Auto-défense et solidarité
Par patricia gustin le mercredi, juillet 28 2010, 12:04 - BILLET D'HUMEUR ou D'HUMOUR, c'est selon ... - Lien permanent
Observer les plantes et leurs réactions est très instructif ... Alain Baraton ("Le jardinier de Versailles") nous en fait une fois de plus la démonstration. La peur incite à trouver une esquive, pousse à la fuite, mais lorsqu'on est un arbre, que faire ? Réagir de manière à repousser son agresseur. Et trouver des alliés ...
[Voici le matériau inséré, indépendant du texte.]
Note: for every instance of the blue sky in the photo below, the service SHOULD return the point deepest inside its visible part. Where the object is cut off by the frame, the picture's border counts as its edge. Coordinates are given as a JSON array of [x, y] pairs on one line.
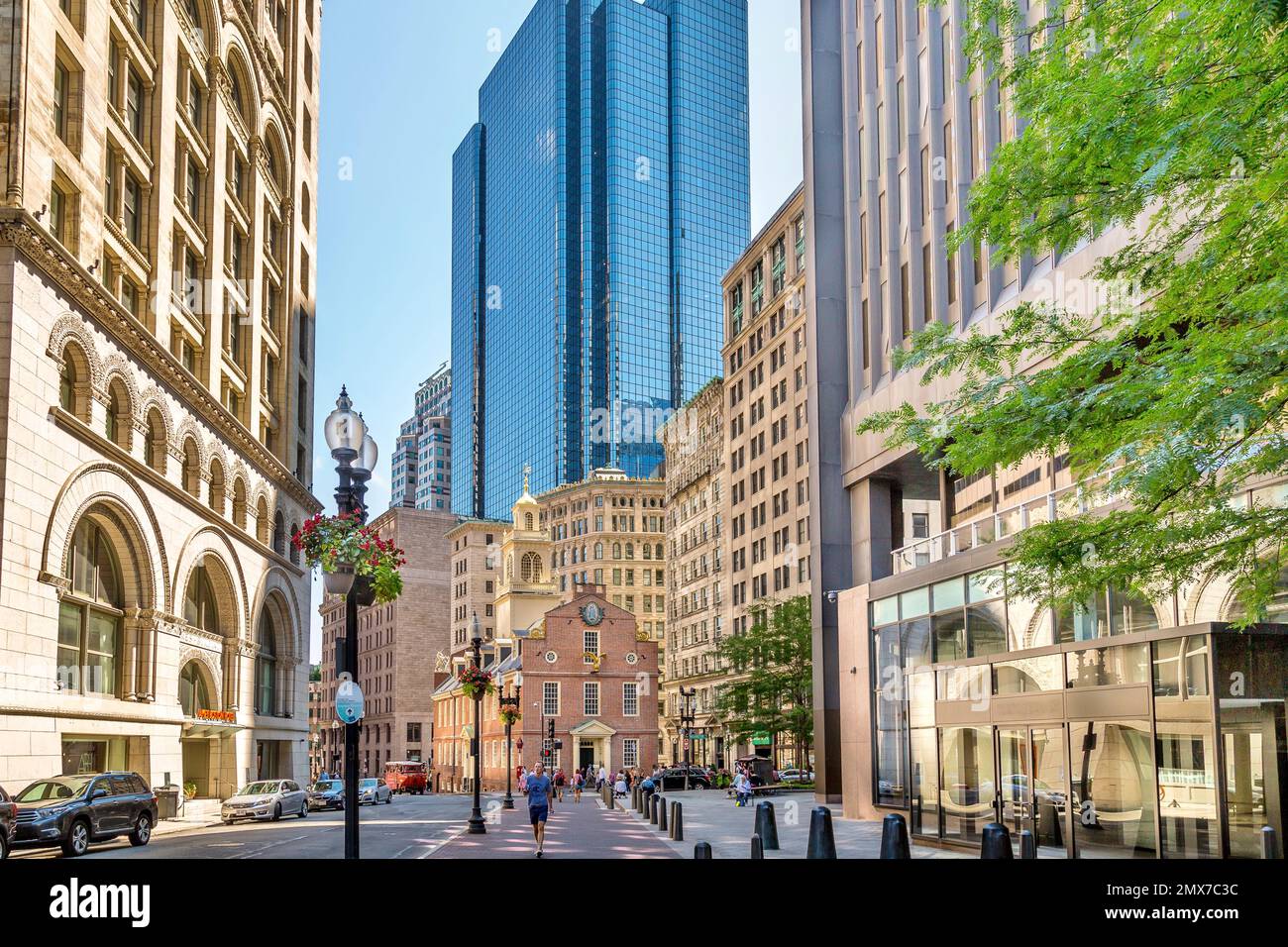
[[399, 89]]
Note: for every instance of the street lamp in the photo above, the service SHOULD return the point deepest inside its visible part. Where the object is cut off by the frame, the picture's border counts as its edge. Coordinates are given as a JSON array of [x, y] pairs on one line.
[[348, 438], [477, 826], [510, 702], [686, 727]]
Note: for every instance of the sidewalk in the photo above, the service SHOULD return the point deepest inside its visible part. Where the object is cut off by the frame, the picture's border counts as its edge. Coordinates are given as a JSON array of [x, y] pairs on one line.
[[711, 817], [575, 830]]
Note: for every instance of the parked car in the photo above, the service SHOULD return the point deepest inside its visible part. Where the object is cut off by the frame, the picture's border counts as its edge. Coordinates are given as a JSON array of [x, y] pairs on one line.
[[267, 799], [75, 810], [374, 791], [327, 793], [674, 779], [8, 822]]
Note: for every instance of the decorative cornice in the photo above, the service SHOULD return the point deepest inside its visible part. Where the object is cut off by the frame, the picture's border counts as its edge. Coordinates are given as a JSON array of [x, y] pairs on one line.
[[21, 231]]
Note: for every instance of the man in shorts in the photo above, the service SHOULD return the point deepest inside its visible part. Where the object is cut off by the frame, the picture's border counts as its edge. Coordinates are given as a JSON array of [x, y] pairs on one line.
[[540, 792]]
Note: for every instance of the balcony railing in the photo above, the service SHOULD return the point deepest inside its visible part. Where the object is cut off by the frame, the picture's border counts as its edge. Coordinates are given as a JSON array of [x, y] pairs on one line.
[[1074, 500]]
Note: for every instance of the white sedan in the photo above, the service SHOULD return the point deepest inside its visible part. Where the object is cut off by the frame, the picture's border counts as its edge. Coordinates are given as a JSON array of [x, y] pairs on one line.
[[267, 799]]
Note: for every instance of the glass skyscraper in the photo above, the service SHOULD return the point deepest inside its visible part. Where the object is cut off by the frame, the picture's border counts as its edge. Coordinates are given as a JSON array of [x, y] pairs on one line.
[[596, 205]]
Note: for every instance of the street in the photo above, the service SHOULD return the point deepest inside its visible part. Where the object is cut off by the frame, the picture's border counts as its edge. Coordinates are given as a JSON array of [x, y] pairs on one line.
[[410, 827]]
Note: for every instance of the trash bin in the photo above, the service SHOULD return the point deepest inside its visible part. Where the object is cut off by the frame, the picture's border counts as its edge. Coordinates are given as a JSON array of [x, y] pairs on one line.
[[167, 801]]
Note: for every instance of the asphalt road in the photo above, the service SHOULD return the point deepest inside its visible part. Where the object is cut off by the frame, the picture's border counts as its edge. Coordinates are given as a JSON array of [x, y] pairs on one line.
[[410, 827]]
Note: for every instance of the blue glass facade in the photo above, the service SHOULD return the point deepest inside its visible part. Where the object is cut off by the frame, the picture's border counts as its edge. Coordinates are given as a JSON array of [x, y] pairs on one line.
[[610, 163]]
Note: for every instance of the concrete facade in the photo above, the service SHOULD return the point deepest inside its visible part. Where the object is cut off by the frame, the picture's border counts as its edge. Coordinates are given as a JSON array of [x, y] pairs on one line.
[[160, 421]]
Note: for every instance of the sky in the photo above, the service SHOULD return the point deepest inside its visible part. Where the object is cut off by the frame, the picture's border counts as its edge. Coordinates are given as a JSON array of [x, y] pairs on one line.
[[399, 90]]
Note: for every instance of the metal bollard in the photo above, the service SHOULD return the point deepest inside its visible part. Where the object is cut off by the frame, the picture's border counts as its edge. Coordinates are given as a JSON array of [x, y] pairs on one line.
[[822, 844], [1028, 844], [894, 838], [996, 841], [1270, 843], [767, 826]]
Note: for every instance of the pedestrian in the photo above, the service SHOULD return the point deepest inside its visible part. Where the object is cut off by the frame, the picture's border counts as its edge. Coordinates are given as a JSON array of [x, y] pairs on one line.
[[540, 795]]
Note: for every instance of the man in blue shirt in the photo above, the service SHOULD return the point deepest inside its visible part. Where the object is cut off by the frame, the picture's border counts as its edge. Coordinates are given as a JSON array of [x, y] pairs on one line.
[[540, 789]]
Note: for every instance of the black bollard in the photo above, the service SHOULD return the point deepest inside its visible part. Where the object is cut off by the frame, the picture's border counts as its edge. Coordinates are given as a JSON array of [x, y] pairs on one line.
[[1269, 843], [996, 841], [1028, 844], [767, 826], [822, 844], [894, 838]]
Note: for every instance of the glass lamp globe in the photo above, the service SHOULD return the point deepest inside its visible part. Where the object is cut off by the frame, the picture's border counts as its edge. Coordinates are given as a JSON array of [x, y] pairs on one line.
[[344, 428]]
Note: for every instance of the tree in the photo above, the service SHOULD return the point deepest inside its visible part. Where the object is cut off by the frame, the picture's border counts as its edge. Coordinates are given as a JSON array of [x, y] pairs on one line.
[[773, 676], [1167, 119]]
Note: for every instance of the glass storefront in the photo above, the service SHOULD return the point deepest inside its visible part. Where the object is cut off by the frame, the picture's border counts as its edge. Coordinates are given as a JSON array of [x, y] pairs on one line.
[[1151, 746]]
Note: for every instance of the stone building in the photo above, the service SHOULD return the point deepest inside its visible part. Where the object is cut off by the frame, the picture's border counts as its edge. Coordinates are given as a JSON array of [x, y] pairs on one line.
[[398, 644], [696, 573], [156, 386]]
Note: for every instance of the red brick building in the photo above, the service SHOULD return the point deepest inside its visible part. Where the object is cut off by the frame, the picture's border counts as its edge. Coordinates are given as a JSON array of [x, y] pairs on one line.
[[587, 667]]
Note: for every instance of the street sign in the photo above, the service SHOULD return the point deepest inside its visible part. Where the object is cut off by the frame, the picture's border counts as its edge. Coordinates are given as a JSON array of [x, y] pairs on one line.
[[348, 701]]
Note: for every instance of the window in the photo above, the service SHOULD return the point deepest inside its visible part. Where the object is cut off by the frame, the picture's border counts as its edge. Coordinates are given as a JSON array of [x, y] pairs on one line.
[[89, 615], [200, 608], [266, 667]]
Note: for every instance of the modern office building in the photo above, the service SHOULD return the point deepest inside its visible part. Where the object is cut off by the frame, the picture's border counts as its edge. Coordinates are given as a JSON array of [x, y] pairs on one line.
[[1119, 728], [596, 204], [158, 247], [420, 471], [398, 646]]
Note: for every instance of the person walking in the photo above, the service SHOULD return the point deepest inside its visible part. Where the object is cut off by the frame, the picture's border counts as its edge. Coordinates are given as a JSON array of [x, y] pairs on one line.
[[540, 796]]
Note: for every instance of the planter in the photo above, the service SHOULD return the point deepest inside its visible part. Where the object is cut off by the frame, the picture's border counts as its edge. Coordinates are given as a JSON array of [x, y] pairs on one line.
[[340, 581]]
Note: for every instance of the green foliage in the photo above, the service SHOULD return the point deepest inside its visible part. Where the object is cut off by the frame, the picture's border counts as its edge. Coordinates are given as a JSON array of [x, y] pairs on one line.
[[777, 692], [1167, 119]]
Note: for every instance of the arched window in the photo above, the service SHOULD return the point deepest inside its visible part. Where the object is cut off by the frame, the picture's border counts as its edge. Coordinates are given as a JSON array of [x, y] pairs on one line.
[[240, 502], [154, 446], [200, 605], [266, 667], [89, 615], [191, 468], [193, 693], [529, 567], [217, 487]]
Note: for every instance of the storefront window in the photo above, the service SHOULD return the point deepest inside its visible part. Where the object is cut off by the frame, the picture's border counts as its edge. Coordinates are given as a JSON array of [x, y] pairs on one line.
[[1113, 789]]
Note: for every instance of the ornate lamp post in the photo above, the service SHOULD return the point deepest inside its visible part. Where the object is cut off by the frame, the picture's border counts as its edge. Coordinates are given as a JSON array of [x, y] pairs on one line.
[[510, 703], [477, 826], [355, 453]]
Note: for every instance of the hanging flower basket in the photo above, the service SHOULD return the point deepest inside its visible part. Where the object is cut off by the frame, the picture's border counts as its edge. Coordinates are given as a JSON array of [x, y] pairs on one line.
[[343, 548], [510, 715], [476, 682]]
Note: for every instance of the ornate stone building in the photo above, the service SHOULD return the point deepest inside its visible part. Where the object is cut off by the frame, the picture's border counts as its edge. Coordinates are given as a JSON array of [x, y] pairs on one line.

L'acacia d'Afrique devient toxique lorsque le grignotage de ses feuilles dépasse les limites de l'acceptable. Il est généreux, mais sait se protéger. Des épines se dressent. Pour entretenir ses défenses l'acacia accueille dans le creux de ses épines toute une armée de féroces guerriers (les fourmis) qui repousseront les autres envahisseurs (les insectes). Afin de fidéliser sa garde il sait leur offrir un délicieux nectar. Ainsi un équilibre des forces s'établit entre le don et la protection partagée grâce à la solidarité née de la peur d'être dévoré sur pied ...
Cet équilibre naturel a été remis en question par la main de l'homme (encore lui et ses expériences !) : à vouloir trop protéger des agresseurs habituels (les girafes et autres mammifères friands des feuilles d'acacia) le remède s'est trouvé pire que le mal : plus de défenses naturelles (devenues inutiles), plus d'alliés (les fourmis au chômage ont piqué quelques crocs en guise de piquets de grève et sont parties vers d'autres cieux ou d'autres branches) ... et de multiples parasites se sont installés sans rien pour les en empêcher ...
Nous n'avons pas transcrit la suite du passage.